Anonymous Monk has asked for the wisdom of the Perl Monks concerning the following question:

I need to fetch every file that has a "%ff" or "%jj" or "%bb". My regular expression part is not working.
sub rout { local *FILE; if( $_ =~ /\.html?$/) { open ( FILE, $name ); while($hit = <FILE>) { if($hit =~ /(\%?:ff|jj|bb.+)/) { print "Hit = $1\n"; } } close FILE; } } find( \&rout, "/disk1/disk2" );

Replies are listed 'Best First'.
Re: File searching
by broquaint (Abbot) on Jun 20, 2003 at 11:56 UTC
    Your regex seems a little confused, it should probably look like this
    ## is the .+ necessary after bb? if( $hit =~ /%(?:ff|jj|bb)/ ) ## alternate version if( $hit =~ /%[fjb]\1\b/ )
    See. perlre for more info on the regex above.

    And being the local File::Find::Rule pimp I feel obliged to provide a code example

    use File::Find::Rule; my @files = find( file => grep => qr/%[fjb]\1\b/, in => '/disk1/disk2' );
    That should recursively find all files who's contents successfully match the regex in the /disk1/disk2 directory. See. File::Find::Rule for more info.
    HTH

    _________
    broquaint

    update: fixed dodgy regex, thanks go to diotalevi
    update 2: added a corrected version of the OP's regex

      That matches incorrectly. The regex should probably read /%([fjb])\1\b/ so that it captures one of the characters which has to repeat once.

        Thanks for all the help. It works and captures everything EXCEPT if I have multiple hits on one line it only captures the first one and then thats it for that line. I need it to capture all hits on the line. For example the below should give me 5 hits after I run the script:

        %ff other%ff
        other words%ff
        %jj %bb otherstuff here


        But my current script only gives me 3 hits because it counts one hit per line. I need it to count every match on every line. Please advise how I can get this to work now?
        sub rout { local *FILE; if( $_ =~ /\.html?$/) { open ( FILE, $name ); while($hit = <FILE>) { if( $hit =~ /%(?:ff|jj|bb)/ ) { print "Hit = $1\n"; } } close FILE; } } find( \&rout, "/disk1/disk2" );
      Why don't you just fix his regex, but you introduce some new syntax?
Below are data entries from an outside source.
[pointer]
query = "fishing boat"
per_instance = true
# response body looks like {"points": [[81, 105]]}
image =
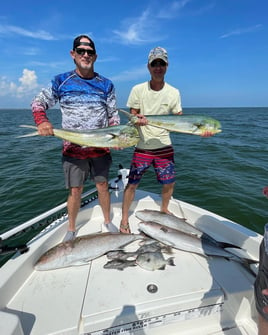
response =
{"points": [[198, 296]]}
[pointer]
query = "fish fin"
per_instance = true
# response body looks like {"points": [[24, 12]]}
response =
{"points": [[35, 133], [167, 250], [164, 229], [80, 262], [171, 261], [228, 245]]}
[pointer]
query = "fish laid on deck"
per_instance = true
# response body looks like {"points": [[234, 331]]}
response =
{"points": [[122, 136], [187, 124], [185, 242], [175, 222], [83, 249], [151, 261]]}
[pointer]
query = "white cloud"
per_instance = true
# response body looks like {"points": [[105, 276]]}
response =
{"points": [[15, 30], [136, 30], [26, 86], [129, 75], [243, 31]]}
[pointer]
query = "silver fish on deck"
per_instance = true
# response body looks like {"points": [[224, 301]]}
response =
{"points": [[122, 136], [182, 241], [121, 255], [83, 249], [152, 261], [180, 224], [168, 220], [187, 124], [119, 264]]}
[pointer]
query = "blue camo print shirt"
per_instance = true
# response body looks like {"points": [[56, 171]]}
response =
{"points": [[84, 104]]}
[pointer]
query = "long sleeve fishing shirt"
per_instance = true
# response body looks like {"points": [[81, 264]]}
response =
{"points": [[85, 104]]}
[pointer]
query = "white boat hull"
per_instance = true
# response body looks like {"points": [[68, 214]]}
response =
{"points": [[197, 296]]}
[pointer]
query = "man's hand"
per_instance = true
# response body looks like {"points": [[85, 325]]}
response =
{"points": [[141, 121], [45, 129]]}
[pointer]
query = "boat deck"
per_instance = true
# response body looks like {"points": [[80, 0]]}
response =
{"points": [[196, 296]]}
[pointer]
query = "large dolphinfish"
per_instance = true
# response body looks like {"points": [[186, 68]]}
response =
{"points": [[122, 136], [187, 124]]}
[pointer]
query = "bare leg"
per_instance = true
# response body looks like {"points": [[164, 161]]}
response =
{"points": [[73, 205], [263, 326], [167, 192], [129, 195], [104, 200]]}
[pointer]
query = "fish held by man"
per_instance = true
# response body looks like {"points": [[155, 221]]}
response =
{"points": [[83, 249], [122, 136], [187, 124]]}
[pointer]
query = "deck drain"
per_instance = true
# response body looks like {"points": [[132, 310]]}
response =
{"points": [[152, 288]]}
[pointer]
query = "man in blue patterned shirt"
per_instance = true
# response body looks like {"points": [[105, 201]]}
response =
{"points": [[87, 101]]}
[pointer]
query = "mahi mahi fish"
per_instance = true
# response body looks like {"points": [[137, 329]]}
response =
{"points": [[83, 249], [122, 136], [187, 124], [185, 242], [174, 222]]}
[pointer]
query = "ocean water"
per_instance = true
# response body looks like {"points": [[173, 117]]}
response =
{"points": [[224, 173]]}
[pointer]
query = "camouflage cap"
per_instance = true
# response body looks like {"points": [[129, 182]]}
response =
{"points": [[158, 53]]}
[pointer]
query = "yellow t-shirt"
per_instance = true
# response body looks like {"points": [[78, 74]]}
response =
{"points": [[150, 102]]}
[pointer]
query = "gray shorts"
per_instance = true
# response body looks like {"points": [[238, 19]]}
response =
{"points": [[76, 171], [261, 282]]}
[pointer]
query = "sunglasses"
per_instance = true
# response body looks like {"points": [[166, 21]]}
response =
{"points": [[82, 51], [156, 63]]}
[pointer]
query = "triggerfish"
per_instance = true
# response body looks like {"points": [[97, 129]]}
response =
{"points": [[122, 136]]}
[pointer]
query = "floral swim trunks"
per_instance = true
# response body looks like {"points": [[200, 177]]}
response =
{"points": [[161, 159]]}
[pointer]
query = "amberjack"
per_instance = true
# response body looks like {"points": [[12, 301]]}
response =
{"points": [[83, 249]]}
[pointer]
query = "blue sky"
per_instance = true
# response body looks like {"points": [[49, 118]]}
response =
{"points": [[218, 49]]}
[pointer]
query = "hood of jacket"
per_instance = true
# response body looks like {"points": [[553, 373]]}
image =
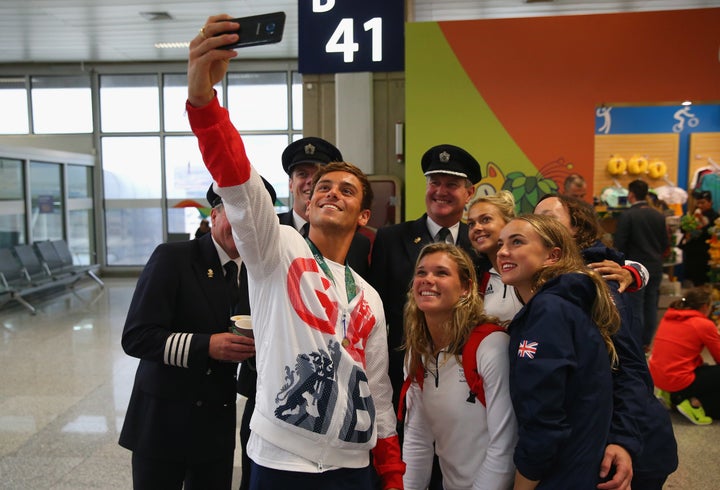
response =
{"points": [[573, 287]]}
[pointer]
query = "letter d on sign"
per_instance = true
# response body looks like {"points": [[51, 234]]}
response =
{"points": [[319, 6]]}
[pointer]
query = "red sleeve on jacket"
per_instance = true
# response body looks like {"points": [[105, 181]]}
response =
{"points": [[221, 146], [637, 280], [388, 463]]}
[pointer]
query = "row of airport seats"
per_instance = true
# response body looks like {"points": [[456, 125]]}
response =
{"points": [[40, 267]]}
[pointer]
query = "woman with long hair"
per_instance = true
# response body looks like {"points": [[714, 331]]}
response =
{"points": [[676, 363], [641, 444], [473, 440], [487, 215], [561, 355]]}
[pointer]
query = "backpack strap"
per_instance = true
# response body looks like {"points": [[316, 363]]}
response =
{"points": [[483, 284], [469, 360], [419, 378]]}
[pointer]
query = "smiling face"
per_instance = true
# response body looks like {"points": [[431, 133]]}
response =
{"points": [[437, 286], [300, 186], [336, 202], [521, 255], [445, 198], [485, 222]]}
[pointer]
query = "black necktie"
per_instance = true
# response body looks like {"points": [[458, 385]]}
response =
{"points": [[231, 280], [443, 234]]}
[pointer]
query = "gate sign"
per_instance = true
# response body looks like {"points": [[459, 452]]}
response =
{"points": [[337, 36]]}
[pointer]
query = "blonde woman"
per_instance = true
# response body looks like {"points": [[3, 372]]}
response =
{"points": [[561, 356], [474, 441], [488, 215]]}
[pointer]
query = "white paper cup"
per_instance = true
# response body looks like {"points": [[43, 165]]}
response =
{"points": [[242, 325]]}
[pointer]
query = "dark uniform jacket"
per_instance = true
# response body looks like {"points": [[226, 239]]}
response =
{"points": [[180, 413], [395, 250], [642, 236]]}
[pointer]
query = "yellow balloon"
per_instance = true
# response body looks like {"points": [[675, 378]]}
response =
{"points": [[616, 165], [637, 165], [657, 169]]}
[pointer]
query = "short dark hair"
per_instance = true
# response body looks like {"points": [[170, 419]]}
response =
{"points": [[582, 217], [367, 198], [639, 188]]}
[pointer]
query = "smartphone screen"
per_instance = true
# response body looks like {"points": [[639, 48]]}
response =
{"points": [[258, 29]]}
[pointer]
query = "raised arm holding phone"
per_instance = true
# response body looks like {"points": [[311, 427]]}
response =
{"points": [[324, 398]]}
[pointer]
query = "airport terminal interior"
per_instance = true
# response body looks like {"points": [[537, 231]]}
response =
{"points": [[65, 384], [81, 170]]}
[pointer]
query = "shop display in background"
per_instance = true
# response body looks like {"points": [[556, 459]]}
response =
{"points": [[714, 252]]}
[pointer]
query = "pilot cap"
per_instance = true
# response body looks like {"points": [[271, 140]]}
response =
{"points": [[309, 150], [451, 160]]}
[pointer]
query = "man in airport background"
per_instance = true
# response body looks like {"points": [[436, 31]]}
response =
{"points": [[451, 173]]}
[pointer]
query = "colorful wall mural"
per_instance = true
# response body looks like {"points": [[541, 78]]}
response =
{"points": [[521, 94]]}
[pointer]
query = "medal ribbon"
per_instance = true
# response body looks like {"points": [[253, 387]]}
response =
{"points": [[350, 287]]}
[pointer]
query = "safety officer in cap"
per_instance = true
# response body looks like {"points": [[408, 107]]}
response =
{"points": [[181, 417], [451, 174]]}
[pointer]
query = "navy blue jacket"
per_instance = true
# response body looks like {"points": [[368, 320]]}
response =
{"points": [[175, 413], [640, 423], [560, 385]]}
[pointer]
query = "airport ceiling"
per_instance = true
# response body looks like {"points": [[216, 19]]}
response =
{"points": [[99, 31]]}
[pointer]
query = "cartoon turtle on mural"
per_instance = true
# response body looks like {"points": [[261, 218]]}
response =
{"points": [[528, 190]]}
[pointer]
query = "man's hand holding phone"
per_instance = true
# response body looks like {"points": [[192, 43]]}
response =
{"points": [[257, 30], [207, 64]]}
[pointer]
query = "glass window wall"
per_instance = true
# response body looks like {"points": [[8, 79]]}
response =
{"points": [[61, 104], [13, 100], [46, 221]]}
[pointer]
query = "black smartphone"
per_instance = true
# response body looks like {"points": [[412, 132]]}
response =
{"points": [[258, 29]]}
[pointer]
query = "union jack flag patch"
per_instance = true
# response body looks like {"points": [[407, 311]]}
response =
{"points": [[527, 349]]}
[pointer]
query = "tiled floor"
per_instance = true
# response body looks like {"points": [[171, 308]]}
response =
{"points": [[65, 383]]}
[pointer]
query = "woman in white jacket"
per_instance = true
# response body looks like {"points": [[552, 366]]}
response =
{"points": [[474, 441]]}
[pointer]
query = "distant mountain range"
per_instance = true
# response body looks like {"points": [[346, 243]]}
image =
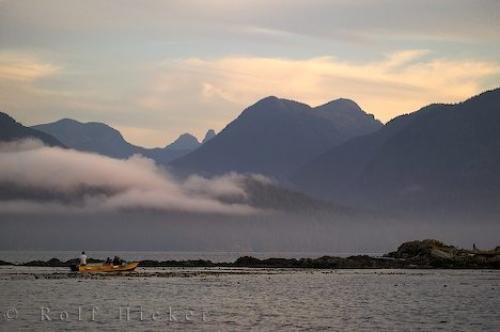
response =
{"points": [[442, 156], [11, 130], [276, 136], [103, 139]]}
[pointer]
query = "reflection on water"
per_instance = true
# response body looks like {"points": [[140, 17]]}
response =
{"points": [[288, 300]]}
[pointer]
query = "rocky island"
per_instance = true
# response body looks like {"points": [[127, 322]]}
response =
{"points": [[425, 254]]}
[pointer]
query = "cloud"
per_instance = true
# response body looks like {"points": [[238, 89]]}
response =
{"points": [[400, 82], [45, 179], [18, 67]]}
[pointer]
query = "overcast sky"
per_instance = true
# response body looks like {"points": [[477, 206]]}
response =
{"points": [[156, 69]]}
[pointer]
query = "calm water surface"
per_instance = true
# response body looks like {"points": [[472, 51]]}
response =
{"points": [[344, 300], [217, 256]]}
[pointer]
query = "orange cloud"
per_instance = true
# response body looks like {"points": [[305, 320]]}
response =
{"points": [[398, 83], [24, 68]]}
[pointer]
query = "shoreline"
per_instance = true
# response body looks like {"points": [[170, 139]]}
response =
{"points": [[425, 254]]}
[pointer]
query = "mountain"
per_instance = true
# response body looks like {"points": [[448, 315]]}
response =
{"points": [[439, 157], [11, 130], [208, 136], [184, 144], [103, 139], [275, 136]]}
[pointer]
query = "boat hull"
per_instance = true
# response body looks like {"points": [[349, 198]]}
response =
{"points": [[105, 268]]}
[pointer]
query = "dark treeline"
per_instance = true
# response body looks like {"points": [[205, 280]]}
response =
{"points": [[414, 254]]}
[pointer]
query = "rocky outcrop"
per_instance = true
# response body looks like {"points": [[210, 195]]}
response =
{"points": [[424, 254]]}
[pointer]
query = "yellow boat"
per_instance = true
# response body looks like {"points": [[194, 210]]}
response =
{"points": [[105, 268]]}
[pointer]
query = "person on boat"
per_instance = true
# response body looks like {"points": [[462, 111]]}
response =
{"points": [[117, 260], [83, 258]]}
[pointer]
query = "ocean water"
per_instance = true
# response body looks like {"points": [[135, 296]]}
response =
{"points": [[216, 256], [262, 300]]}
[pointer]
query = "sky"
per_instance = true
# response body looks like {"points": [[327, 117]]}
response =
{"points": [[157, 69]]}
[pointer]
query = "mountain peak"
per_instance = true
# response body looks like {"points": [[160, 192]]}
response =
{"points": [[185, 141], [209, 135], [340, 104]]}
What he needs is probably just to change the regex to:/%(?:ff|jj|bb)/. It seems to be just a simple mechanical mistake.
Re: File searching
by gjb (Vicar) on Jun 20, 2003 at 12:42 UTC

    Maybe it's not relevant, but I can't help noticing that you test $_ to check whether it ends with '.htm' or '.html', so I assume $_ contains the name of the file you want to open. The open statement uses the variable $name though.

    Although it may not be the root of the problem, I'm not sure that's what you want.

    Just my 2 cents, -gjb-